Publié le 11 sept. 2022 à 10:31
En préparation depuis un an, la loi européenne sur la liberté des médias, qui crée une certaine agitation à Bruxelles, va être dévoilée la semaine prochaine. Concocté par Thierry Breton, le commissaire au Marché intérieur, et Véra Jourova, la commissaire en charges des valeurs et de la transparence, le texte vise à protéger le pluralisme des médias en encadrant les concentrations dans ce secteur, et à garantir leur indépendance vis-à-vis des pouvoirs quels qu’ils soient, industriels ou politiques.
Les sujets en la matière ne manquent pas en Europe où la situation des médias s’est fortement dégradée ces dernières années, en particulier en Hongrie ou en Pologne. Mais pas seulement, en Slovénie par exemple, l’an dernier, l’ex-Premier ministre Janez Jansa a privé de fonds l’agence de presse nationale, STA, critiquant sa ligne éditoriale.
Jusqu’ici, le droit européen n’offrait aucune garantie aux médias, rendant impuissante la Commission, alors que les règles nationales diffèrent grandement d’un pays à l’autre. L’UE n’a par exemple rien pu faire lors de la constitution du conglomérat médiatique pro-Viktor Orban en 2018, ni contre sa main mise sur l’ensemble des médias publics.
Pouvoirs inédits
L’exécutif bruxellois a donc décidé de s’armer à plusieurs niveaux avec, désormais, des pouvoirs inédits pour garantir l’absence d’ingérence politique dans les décisions éditoriales, l’interdiction d’utiliser des logiciels espions contre les journalistes ; mais aussi pour s’assurer d’un financement « adéquat et stable » des médias publics, la nomination « transparente ouverte et non discriminatoire » de leur directeur ou encore la transparence sur la publicité publique – dans certains pays des médias pro gouvernementaux en profitent plus que d’autres…-, ainsi que sur les mesures d’audience dont dépendent les recettes publicitaires des médias.
D’autres mesures, uniquement volontaires celles-ci, prévoient que l’actionnariat des médias soit rendu public et visent à préserver l’indépendance éditoriale en livrant un guide de bonnes pratiques dont les médias vont être priés de se saisir.
Des avis sur les concentrations
Un nouveau conseil européen des services de médias sera créé pour faire des propositions améliorant la réglementation des médias, émettre des avis sur les concentrations qui s’accélèrent dans le secteur ou encore dénoncer les mesures nationales susceptibles d’entraver la liberté des médias.
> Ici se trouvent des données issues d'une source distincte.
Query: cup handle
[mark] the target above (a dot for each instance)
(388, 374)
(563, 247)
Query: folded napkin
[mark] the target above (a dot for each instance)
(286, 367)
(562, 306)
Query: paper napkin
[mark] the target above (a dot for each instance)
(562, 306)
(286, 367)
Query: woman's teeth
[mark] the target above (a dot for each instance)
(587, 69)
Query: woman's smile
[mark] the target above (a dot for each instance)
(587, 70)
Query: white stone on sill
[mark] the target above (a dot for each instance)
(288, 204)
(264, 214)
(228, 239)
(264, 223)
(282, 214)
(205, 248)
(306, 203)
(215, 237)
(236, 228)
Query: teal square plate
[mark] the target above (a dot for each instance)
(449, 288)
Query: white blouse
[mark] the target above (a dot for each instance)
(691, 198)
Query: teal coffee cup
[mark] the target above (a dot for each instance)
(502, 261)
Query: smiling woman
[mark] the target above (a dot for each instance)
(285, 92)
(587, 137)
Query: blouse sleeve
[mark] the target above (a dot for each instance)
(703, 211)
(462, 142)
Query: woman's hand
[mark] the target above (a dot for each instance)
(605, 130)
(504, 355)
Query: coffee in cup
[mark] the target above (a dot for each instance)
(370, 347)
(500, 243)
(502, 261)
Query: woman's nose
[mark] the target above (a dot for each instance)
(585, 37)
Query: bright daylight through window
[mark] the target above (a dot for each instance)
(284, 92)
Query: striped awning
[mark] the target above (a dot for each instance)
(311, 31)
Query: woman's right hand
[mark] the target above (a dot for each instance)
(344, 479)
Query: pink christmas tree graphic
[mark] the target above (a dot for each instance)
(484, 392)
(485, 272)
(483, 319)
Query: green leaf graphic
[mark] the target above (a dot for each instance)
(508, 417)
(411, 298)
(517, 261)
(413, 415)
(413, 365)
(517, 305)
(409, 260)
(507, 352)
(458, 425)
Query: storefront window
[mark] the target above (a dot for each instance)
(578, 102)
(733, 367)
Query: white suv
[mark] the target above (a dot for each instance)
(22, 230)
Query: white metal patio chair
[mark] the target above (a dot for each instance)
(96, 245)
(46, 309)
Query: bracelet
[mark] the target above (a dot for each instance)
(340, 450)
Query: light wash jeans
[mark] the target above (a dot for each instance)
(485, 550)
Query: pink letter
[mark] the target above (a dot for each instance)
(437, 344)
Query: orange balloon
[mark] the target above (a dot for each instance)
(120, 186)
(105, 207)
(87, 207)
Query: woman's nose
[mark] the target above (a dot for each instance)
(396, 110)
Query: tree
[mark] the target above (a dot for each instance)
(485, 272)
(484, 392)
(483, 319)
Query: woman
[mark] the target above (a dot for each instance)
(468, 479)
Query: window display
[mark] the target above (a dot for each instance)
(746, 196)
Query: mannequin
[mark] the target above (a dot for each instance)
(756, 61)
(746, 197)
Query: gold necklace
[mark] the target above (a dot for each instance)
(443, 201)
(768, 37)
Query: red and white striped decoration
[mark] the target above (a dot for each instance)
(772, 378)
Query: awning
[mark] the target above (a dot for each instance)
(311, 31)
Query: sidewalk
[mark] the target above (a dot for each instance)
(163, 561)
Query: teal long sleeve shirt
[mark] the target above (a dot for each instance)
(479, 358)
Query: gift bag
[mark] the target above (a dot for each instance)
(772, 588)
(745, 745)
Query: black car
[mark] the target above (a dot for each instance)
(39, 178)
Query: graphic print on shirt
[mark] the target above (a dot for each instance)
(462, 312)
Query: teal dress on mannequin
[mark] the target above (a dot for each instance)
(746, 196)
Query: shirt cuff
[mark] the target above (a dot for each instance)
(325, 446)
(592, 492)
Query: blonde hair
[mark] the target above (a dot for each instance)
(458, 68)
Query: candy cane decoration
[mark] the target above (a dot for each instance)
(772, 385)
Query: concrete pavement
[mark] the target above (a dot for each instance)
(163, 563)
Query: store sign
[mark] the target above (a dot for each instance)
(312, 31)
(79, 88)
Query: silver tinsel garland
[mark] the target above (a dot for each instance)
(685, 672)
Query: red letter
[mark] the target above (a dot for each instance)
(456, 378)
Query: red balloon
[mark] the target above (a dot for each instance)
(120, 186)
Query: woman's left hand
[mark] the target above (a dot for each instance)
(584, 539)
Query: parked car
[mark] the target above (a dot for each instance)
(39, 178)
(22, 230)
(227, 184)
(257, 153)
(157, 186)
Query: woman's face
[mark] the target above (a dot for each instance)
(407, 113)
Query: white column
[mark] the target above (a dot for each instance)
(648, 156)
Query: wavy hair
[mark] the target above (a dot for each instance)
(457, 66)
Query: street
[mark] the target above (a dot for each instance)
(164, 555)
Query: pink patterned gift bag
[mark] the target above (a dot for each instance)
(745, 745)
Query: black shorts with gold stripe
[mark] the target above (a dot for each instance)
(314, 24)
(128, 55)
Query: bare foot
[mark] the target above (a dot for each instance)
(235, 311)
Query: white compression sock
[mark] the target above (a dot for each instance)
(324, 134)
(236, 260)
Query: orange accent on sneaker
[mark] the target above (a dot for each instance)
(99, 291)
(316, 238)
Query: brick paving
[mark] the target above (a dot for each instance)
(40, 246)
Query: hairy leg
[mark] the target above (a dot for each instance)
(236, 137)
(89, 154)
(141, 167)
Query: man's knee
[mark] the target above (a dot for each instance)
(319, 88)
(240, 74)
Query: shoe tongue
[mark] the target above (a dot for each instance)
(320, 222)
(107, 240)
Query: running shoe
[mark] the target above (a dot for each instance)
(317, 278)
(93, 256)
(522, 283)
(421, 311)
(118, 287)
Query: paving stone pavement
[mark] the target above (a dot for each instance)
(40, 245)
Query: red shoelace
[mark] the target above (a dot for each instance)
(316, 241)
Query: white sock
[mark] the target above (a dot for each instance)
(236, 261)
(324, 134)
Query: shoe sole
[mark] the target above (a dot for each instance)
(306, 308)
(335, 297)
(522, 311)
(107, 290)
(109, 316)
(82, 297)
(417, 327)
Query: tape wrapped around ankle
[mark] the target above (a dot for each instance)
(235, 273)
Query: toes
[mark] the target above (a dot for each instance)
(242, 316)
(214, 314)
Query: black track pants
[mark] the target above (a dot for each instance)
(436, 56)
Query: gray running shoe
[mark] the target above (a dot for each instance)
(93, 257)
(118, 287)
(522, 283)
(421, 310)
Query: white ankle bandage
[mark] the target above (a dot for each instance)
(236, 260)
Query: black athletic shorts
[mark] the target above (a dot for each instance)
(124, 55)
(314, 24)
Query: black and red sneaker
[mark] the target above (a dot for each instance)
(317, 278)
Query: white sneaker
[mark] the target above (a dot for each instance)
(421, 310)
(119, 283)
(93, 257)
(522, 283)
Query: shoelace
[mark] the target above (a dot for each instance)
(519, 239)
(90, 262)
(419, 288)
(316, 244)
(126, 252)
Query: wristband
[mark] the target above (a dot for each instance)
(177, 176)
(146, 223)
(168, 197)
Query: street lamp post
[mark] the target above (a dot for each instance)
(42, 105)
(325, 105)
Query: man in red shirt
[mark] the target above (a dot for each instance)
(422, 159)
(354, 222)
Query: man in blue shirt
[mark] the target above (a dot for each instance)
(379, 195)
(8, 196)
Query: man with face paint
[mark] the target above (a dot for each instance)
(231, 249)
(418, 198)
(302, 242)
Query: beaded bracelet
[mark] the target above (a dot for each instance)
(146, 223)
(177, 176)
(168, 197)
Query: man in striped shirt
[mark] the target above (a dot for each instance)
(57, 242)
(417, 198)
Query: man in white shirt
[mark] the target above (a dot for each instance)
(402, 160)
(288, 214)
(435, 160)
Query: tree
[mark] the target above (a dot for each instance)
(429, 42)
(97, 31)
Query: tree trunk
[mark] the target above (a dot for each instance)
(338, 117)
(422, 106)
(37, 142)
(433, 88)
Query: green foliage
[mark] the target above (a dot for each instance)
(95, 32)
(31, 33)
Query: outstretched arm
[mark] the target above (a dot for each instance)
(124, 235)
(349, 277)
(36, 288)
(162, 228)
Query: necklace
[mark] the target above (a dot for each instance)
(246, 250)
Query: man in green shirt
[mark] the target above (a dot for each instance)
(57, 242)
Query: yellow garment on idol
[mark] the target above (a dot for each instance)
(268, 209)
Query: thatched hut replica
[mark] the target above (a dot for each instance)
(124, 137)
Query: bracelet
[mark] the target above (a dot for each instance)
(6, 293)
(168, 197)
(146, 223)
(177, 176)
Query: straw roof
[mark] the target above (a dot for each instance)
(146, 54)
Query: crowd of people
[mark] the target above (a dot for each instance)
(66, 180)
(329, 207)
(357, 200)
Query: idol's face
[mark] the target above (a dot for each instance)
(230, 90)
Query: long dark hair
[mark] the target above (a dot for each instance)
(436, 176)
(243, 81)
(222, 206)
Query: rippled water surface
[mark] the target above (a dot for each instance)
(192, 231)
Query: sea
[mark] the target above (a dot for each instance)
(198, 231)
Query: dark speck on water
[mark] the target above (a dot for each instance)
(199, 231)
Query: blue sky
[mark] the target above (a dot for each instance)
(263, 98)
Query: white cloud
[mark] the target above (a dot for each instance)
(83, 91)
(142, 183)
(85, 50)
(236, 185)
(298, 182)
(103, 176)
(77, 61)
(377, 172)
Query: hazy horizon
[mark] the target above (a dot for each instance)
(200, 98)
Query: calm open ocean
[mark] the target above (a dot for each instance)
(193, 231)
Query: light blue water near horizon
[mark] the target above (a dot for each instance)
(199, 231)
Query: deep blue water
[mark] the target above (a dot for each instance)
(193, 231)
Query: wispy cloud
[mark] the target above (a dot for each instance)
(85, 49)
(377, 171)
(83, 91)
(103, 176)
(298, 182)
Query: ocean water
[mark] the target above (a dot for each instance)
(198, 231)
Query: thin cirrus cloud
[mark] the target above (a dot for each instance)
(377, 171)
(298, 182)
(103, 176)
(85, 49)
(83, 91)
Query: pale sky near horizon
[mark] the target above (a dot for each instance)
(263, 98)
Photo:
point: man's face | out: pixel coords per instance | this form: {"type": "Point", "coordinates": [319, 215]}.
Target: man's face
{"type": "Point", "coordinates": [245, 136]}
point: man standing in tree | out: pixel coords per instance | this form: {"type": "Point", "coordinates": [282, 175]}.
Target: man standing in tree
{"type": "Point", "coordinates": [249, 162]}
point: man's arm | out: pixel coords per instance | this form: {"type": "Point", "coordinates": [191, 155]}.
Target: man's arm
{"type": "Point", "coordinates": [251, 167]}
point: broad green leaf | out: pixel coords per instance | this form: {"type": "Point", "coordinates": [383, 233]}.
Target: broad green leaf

Il sera aussi chargé de garantir que des médias non européens, présentant un risque sur la sécurité publique, ne contournent pas les règles de l’UE.
Légiférer dans un domaine aussi sensible que celui des médias, où toute initiative réglementaire est régulièrement interprétée comme une ingérence, n’est pas simple pour l’UE. Si le texte a reçu le soutien de Reporters sans frontière, il doit affronter l’opposition des associations européennes des médias magazine et des éditeurs de journaux qui estiment qu’il bafoue « la liberté d’investir et de diriger une entreprise ».
S’il est adopté par les Etats membres et le Parlement européen, la Commission va pouvoir, demain, lancer des procédures d’infractions devant la justice européenne en cas de non respect. Comme c’est un règlement, le texte sera directement applicable dans tous les pays de l’UE, sans transposition. A priori, la Commission est confiante sur sa capacité à avoir suffisamment de pays pour le soutenir.